Non. Un licenciement pour non-respect de la clause pendant un arrêt de travail serait nul, car la clause est abusive. Vous pourriez obtenir des dommages et intérêts importants pour licenciement abusif.
2. Dois-je continuer à percevoir la contrepartie financière de la clause pendant mon arrêt ?
Oui, si la clause est valable (non abusive). Mais si l’employeur vous verse la contrepartie tout en exigeant le respect de la clause, cela peut être un abus. Consultez un avocat pour vérifier votre situation.
3. Que faire si mon employeur menace de contester mon arrêt de travail ?
Ces menaces constituent un harcèlement moral. Saisissez le conseil de prud’hommes en référé pour faire cesser ces agissements. Vous pouvez aussi porter plainte au pénal.
4. La clause abusive peut-elle être utilisée comme preuve de harcèlement ?
Oui, absolument. Les pressions liées à la clause sont des éléments matériels du harcèlement. La jurisprudence 2026 le confirme.
5. Puis-je travailler pour un concurrent pendant mon arrêt si la clause est abusive ?
Non, car l’arrêt de travail vous interdit toute activité professionnelle, même chez un concurrent. La clause abusive ne vous autorise pas à travailler. Attendez la fin de votre arrêt pour envisager un emploi.
6. Combien de temps ai-je pour contester une clause abusive ?
Le délai de prescription est de 2 ans à compter du dernier acte abusif (courrier, pression). Ne tardez pas, car plus vous attendez, plus la preuve du harcèlement est difficile.

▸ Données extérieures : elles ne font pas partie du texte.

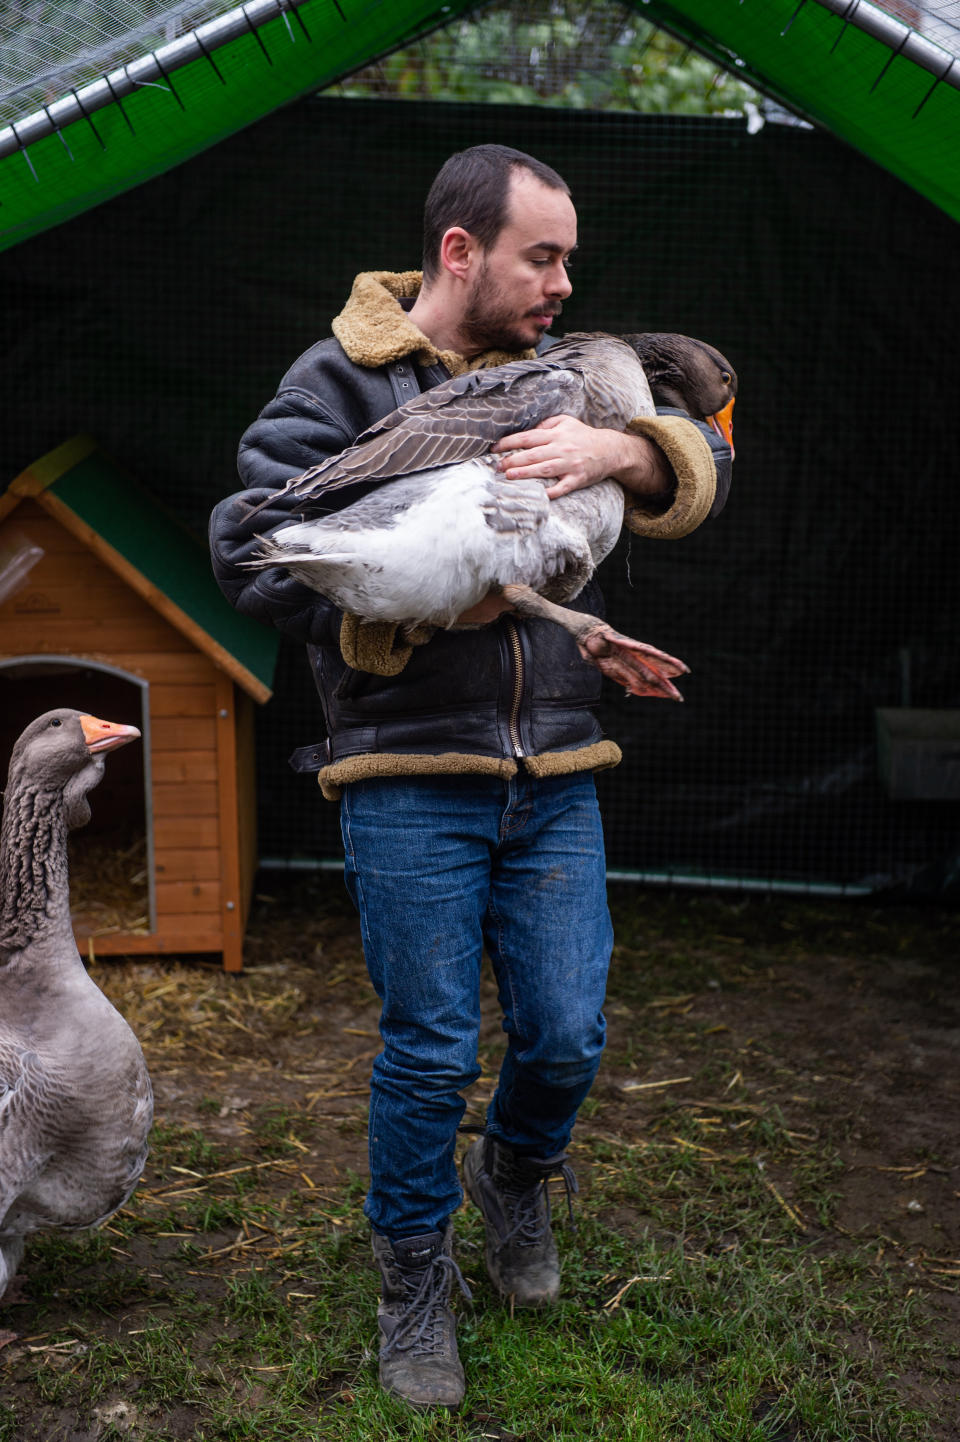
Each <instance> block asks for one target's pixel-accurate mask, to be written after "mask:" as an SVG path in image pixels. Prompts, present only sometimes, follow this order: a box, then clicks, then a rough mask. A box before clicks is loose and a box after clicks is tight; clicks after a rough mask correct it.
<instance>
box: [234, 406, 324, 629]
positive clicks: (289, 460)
mask: <svg viewBox="0 0 960 1442" xmlns="http://www.w3.org/2000/svg"><path fill="white" fill-rule="evenodd" d="M350 441H352V437H349V435H346V434H345V431H343V428H342V425H340V424H337V420H336V417H334V415H333V412H330V411H327V410H326V407H323V404H321V402H320V401H317V398H316V397H311V395H308V394H307V392H306V391H281V392H280V395H277V397H275V398H274V399H272V401H271V402H270V405H267V407H265V408H264V411H262V412H261V415H259V417H258V420H255V421H254V424H252V425H251V427H249V428H248V430H246V431H245V434H244V437H242V440H241V446H239V456H238V469H239V476H241V480H242V482H245V483H246V487H248V489H246V490H241V492H238V493H236V495H234V496H228V497H226V499H225V500H221V502H219V505H218V506H216V508H215V509H213V513H212V516H210V526H209V542H210V557H212V561H213V575H215V577H216V581H218V584H219V587H221V590H222V591H223V594H225V596H226V598H228V601H229V603H231V606H234V607H235V609H236V610H238V611H242V613H244V614H246V616H252V617H255V619H257V620H259V622H264V623H265V624H268V626H274V627H275V629H277V630H280V632H283V633H284V634H285V636H290V637H293V639H294V640H300V642H306V643H308V645H314V646H321V645H336V643H337V639H339V634H340V623H342V613H340V611H339V610H337V607H336V606H333V603H332V601H327V600H326V597H323V596H320V594H319V591H314V590H311V587H308V585H304V584H303V583H301V581H295V580H294V578H293V577H291V575H290V574H288V572H287V571H285V570H284V568H283V567H270V568H268V570H265V571H252V570H248V568H246V564H245V562H248V561H251V559H252V558H254V557H255V555H257V552H258V551H259V539H261V536H267V535H271V534H272V532H274V531H277V529H280V528H281V526H284V525H291V523H293V522H294V521H297V519H298V518H300V510H301V509H303V500H300V499H298V497H295V496H293V495H288V493H285V492H284V490H283V487H284V486H285V483H287V482H288V480H290V479H291V477H294V476H298V474H301V472H304V470H306V469H307V467H308V466H314V464H317V463H319V461H321V460H326V457H327V456H336V454H339V453H340V451H342V450H343V448H345V447H346V446H349V444H350ZM337 499H342V497H337Z"/></svg>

7. Mon employeur peut-il exiger que je justifie de mon absence de concurrence ?
Non. Pendant l’arrêt, vous êtes présumé ne pas travailler. Exiger des justificatifs est abusif et peut être considéré comme une intrusion dans votre vie privée.
8. Puis-je obtenir des dommages et intérêts pour clause abusive sans avocat ?
Techniquement oui, mais c’est risqué. La procédure prud’homale est complexe. Un avocat spécialisé maximisera vos chances et vous évitera des erreurs de procédure.